Over 100 dogs just shared a funeral in Japan. The catch? They were all robots.
The 114 dogs were formally lined up April 26 within Isumi’s historic Kofukuji Buddhist temple. Each was given a tag describing their family owners and place of origin, according to the publisher.
The dogs are all different Aibo releases, including Sony’s first generation dogs launched in May 1999. It’s described as “the first robot designed for home entertainment purposes equipped with adaptive learning and growth capabilities that allow each unit to develop a unique personality.”
More than 150,000 dogs of different iterations were sold over the years, before Sony discontinued Aibo in 2006.
The funerals are reportedly instated by vintage electronics repair company A-Fun Co. They encourage people to send their broken old generation robot dogs in for a service, before they’re dismantled for parts like range finder and touch sensors. Sony even refers people to this company to get their older robo-dogs updated.

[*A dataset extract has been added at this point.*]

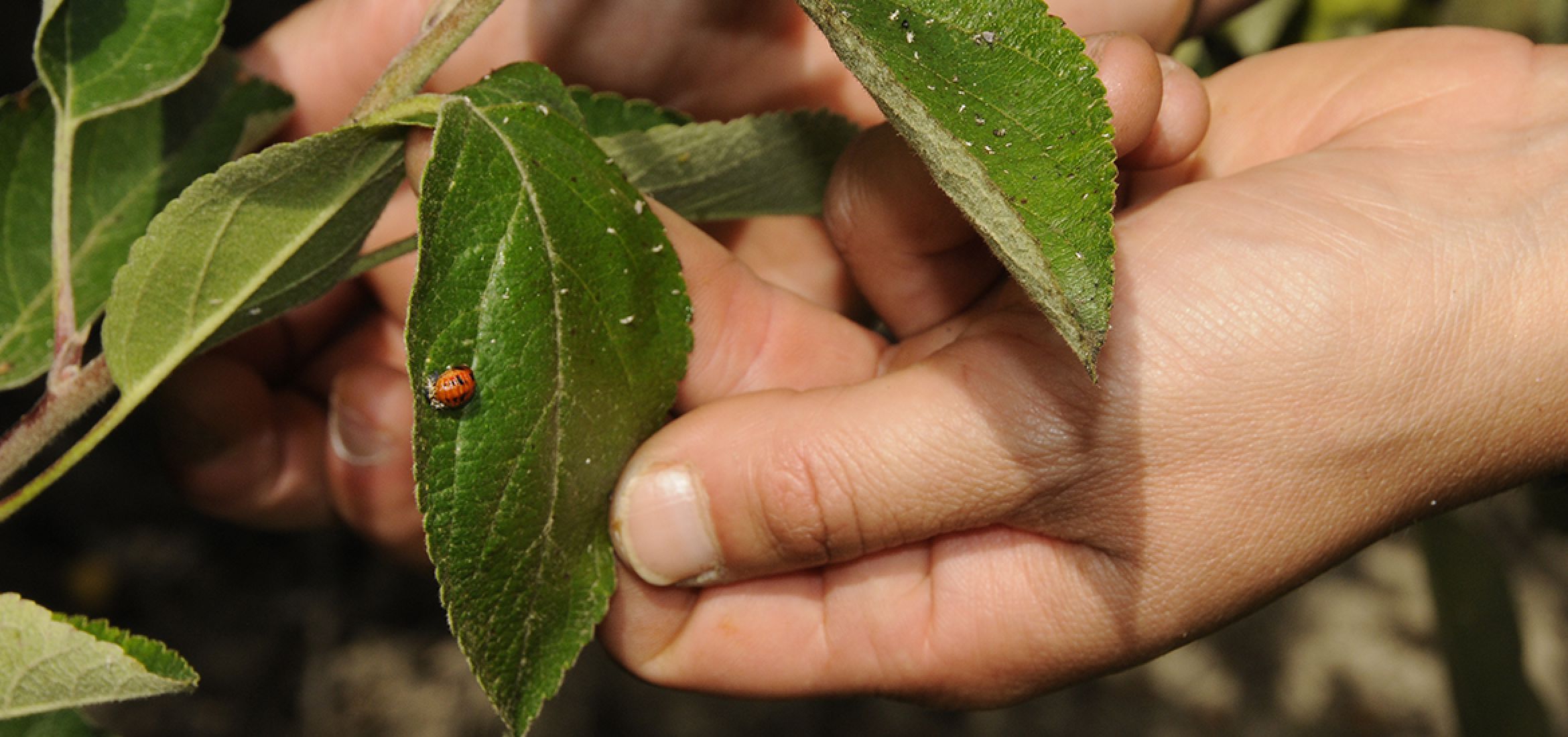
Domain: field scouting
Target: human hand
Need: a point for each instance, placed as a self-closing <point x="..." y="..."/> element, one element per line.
<point x="308" y="417"/>
<point x="1343" y="314"/>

“We’d like to return the souls to the owners and make the robot a machine to utilize their parts,” Nobuyuki Norimatsu, head of A-Fun, told the Times. “We don’t take parts before we hold funeral for them.”
With Sony canning Aibo in 2006 and closing it’s last Aibo repair clinic in 2014, owners were at a loss to how to maintain their four-legged robo-friends. Many held personal funerals in 2015.

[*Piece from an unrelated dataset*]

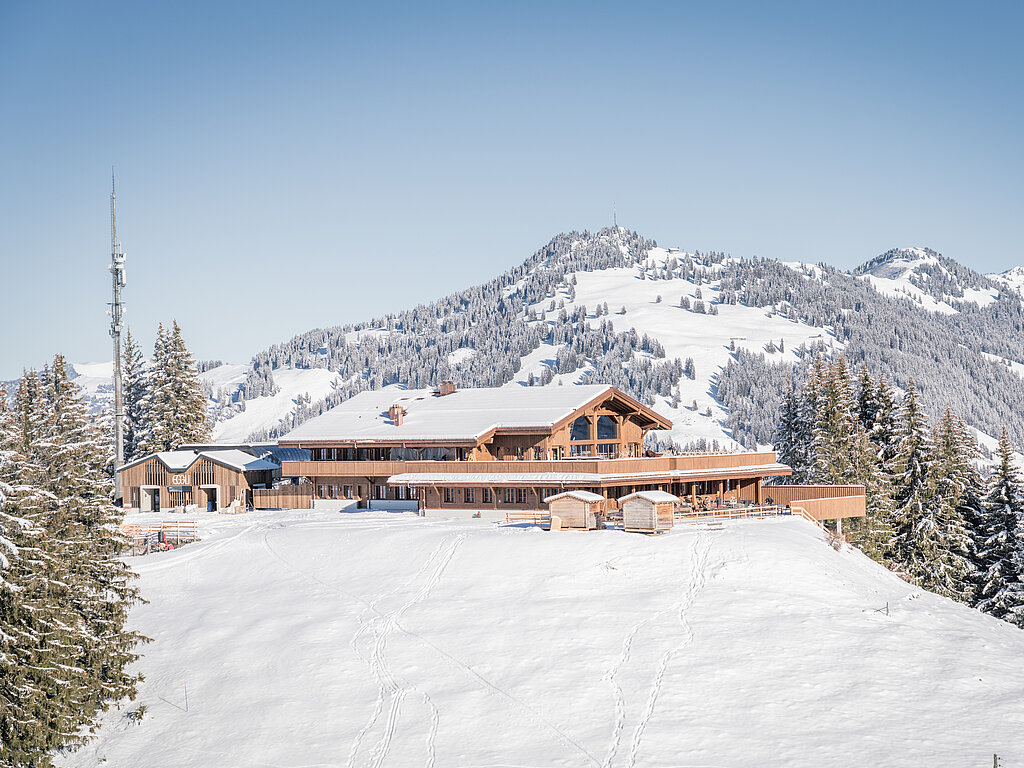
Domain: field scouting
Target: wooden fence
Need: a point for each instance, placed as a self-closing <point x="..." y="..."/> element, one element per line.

Owners of older Sony Aibo robot dogs asked the tech giant in March 2018 to review their repair policy, which says that discontinued products won’t be maintained seven years after they’re canned.
Sony’s Aibo robot dogs aren’t completely dead. The company surprised everyone in 2017 when it announced the return of Aibo, unveiling an AI-fueled demo in January 2018- with a whopping $2,000 price tag.
Importantly, you can’t sub in the parts from the new Aibo dogs with the older models- so resurrections are becoming harder and harder.